A.Bruckner, Symphony No.5,
With the latest release in Profil Hänssler’s new Günter Wand und die Münchner Philharmoniker Edition, this has finally changed. Recorded in 1995 and never issued until now (as it would have interfered with his own commercial recordings and commercial recordings of the Munich Philharmonic), this Profil Hänssler disc should be most welcome by music fans well beyond the small circle of aficionados that most of that label’s releases appeal to. (I have, for example, just sampled their issue of a superbly recorded 1949 (!) Katja Kabanova from Dresden – in German with the libretto translated by none other than Max Brod. A delightful curiosity that may, despite its qualities, not merit a review for the English-speaking readership of Ionarts on account of being too much of a curiosity item.)

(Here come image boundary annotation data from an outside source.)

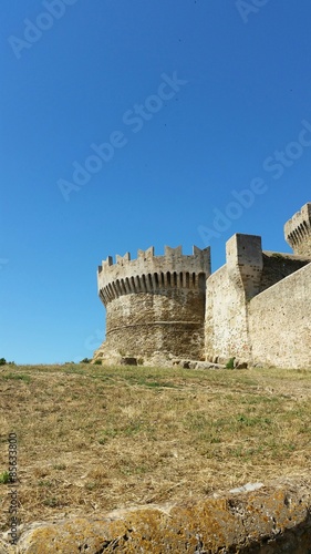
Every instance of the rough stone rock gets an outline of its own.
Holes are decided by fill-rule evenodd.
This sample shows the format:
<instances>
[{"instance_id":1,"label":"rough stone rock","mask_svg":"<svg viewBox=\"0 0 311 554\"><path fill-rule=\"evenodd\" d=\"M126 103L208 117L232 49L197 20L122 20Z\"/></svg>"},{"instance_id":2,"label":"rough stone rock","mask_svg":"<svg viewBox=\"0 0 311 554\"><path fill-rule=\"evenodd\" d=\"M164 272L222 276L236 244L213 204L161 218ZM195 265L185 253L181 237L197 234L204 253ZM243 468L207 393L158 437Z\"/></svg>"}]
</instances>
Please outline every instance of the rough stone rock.
<instances>
[{"instance_id":1,"label":"rough stone rock","mask_svg":"<svg viewBox=\"0 0 311 554\"><path fill-rule=\"evenodd\" d=\"M37 522L23 526L14 551L2 546L0 552L308 554L310 550L310 489L284 483L179 505L120 510L94 520Z\"/></svg>"},{"instance_id":2,"label":"rough stone rock","mask_svg":"<svg viewBox=\"0 0 311 554\"><path fill-rule=\"evenodd\" d=\"M247 369L248 368L248 362L247 361L241 361L241 360L236 360L235 361L235 368L236 369Z\"/></svg>"}]
</instances>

The Munich Philharmonic might well be my favorite Bruckner Orchestra; my particular love for just about anything of Günter Wand is no secret. The result of this combination naturally comes with the highest expectation – and it matches them to a large degree. The sound is very good, if not necessarily much better than on the 1974 recording (issued on EMI/deutsche harmonia mundi as CDC 7 47746 2 in 1977). But what the live-atmosphere (subtle coughs and other audience/conductor noises are audible; as is ‘the space’ around the music) takes away, incredible orchestra detail makes more than up for.
The interpretation in this account is a little weightier than the early recording or his 1996 recording (live) with the Berlin Philharmonic (RCA 09026 68503 2), even though the timings scarcely differ between the three recordings. (The Introduction takes 20:10 in ’74, 20:55 in ’95, and 21:31 in ’96. The Adagio clocks in at 15:49, 15:38, and 16:26, respectively. The Scherzo lasts 14:13, 14:02, and 14:20; the Finale 24:08, 25:02, and 24:57.)

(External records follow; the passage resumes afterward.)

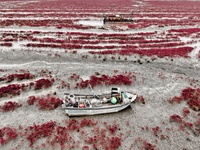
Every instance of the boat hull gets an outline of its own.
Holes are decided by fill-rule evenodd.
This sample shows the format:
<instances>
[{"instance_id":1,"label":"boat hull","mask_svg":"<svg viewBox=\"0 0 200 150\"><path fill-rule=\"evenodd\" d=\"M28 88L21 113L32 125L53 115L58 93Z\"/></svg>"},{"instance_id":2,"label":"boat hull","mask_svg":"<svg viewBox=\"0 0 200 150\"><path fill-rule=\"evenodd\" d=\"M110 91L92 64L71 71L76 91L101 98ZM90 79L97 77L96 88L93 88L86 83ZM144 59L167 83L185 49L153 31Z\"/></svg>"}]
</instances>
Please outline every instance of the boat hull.
<instances>
[{"instance_id":1,"label":"boat hull","mask_svg":"<svg viewBox=\"0 0 200 150\"><path fill-rule=\"evenodd\" d=\"M92 108L75 108L75 107L67 107L65 112L68 116L86 116L86 115L100 115L107 113L119 112L125 108L127 108L130 103L125 104L116 104L112 106L104 106L104 107L92 107Z\"/></svg>"}]
</instances>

Except in his interpretations of the Eighth, where he is unsurpassed, anyway, Wand never stoops to particular slowness to achieve gravitas. Or, for that matter, his Bruckner is never particularly grave in the first place. Rather, it’s well organized and structured, impossibly compelling… and all while remaining unassuming in a way that Sergiu Celibidache – the other great Bruckner conductor with the Munich Philharmonic – never is or tries to be. This is particularly notable in the Adagio (after all marked “sehr langsam” – very slow) where Wand is faster than most other conductors. Take Sinopoli, at 18:48, for example, or Karajan (DG) at 21:26, or at the very extreme, Celibidache (EMI – made two years before this recording) at 24:14 (!) who all allow for a much, much broader take.

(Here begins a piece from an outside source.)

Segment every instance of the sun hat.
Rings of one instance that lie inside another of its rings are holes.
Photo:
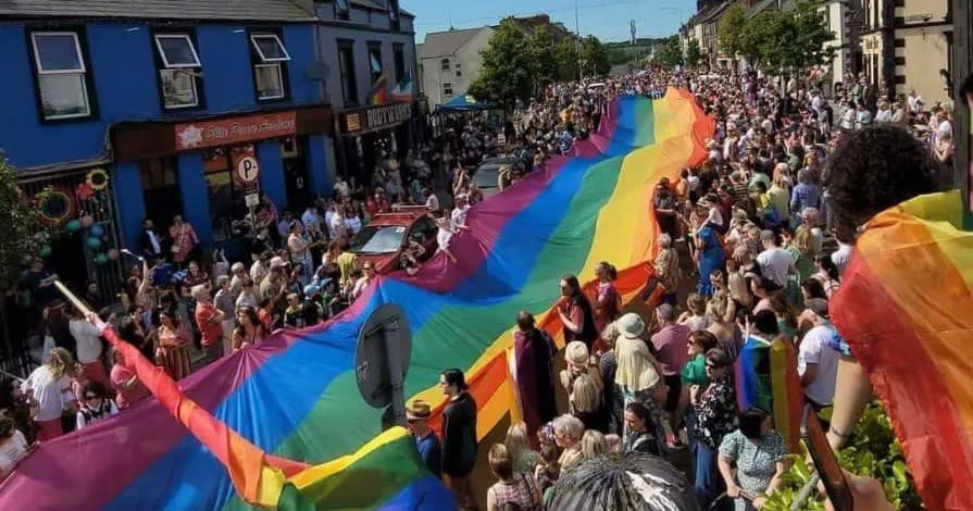
[[[637,339],[646,331],[646,323],[634,312],[624,314],[618,321],[619,335],[626,339]]]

It happens to be broadness that I very much like in the Fifth – and not surprisingly I think that Celibidache’s “slow burn” interpretation is the finest for my ear’s palate. Of course, that recording, too, is currently unavailable in the U.S. (as is, for the time being, Sinopoli’s ‘dark horse’ of a Fifth, also recommendable). Since Thielemann’s Fifth is nearly as slow as Celibidache, but does not keep the music together quite as well, I recommended it as a good, if not ideal, choice for this symphony in a recent review. Nikolaus Harnoncourt’s RCA recording would be the other obvious choice of what is available in good record stores in this country (to the extent there are any left of those…).
With Wand’s recording entering the fray, this choice has been happily enriched with another top contender that anyone who loves Wand (in Bruckner or outside) can happily grab. (Unlike with the Profil Hänssler issue of his 9th,(stunning some critics, more of modest quality to others) there no serious complaint about sound quality or orchestral playing to be made here. Choosing between the three Wand recordings (a bit of a mute point for the American shopper), there is little to give or take between them. Berlin, too, has audience noises – which are obviously absent from the ’74 recording. The resonance is greater than in the Munich recording, the orchestra more present and closer… almost too close. At the same effort or expense, I would probably go for Berlin before Munich, followed by the Cologne account – but the difference is slight. Too slight to resist holding out for the Berlin recording when the Munich one is at a good record store around your corner.
P.S. Volume Three in this series features another work Wand has excelled with on record: Schubert's Ninth Symphony. A "must" for the Wand-fanatic, but the RCA recording is in print, easily available, less expensive, and with better sound quality... leaving it untouched as one of the very best available modern recordings of that symphony.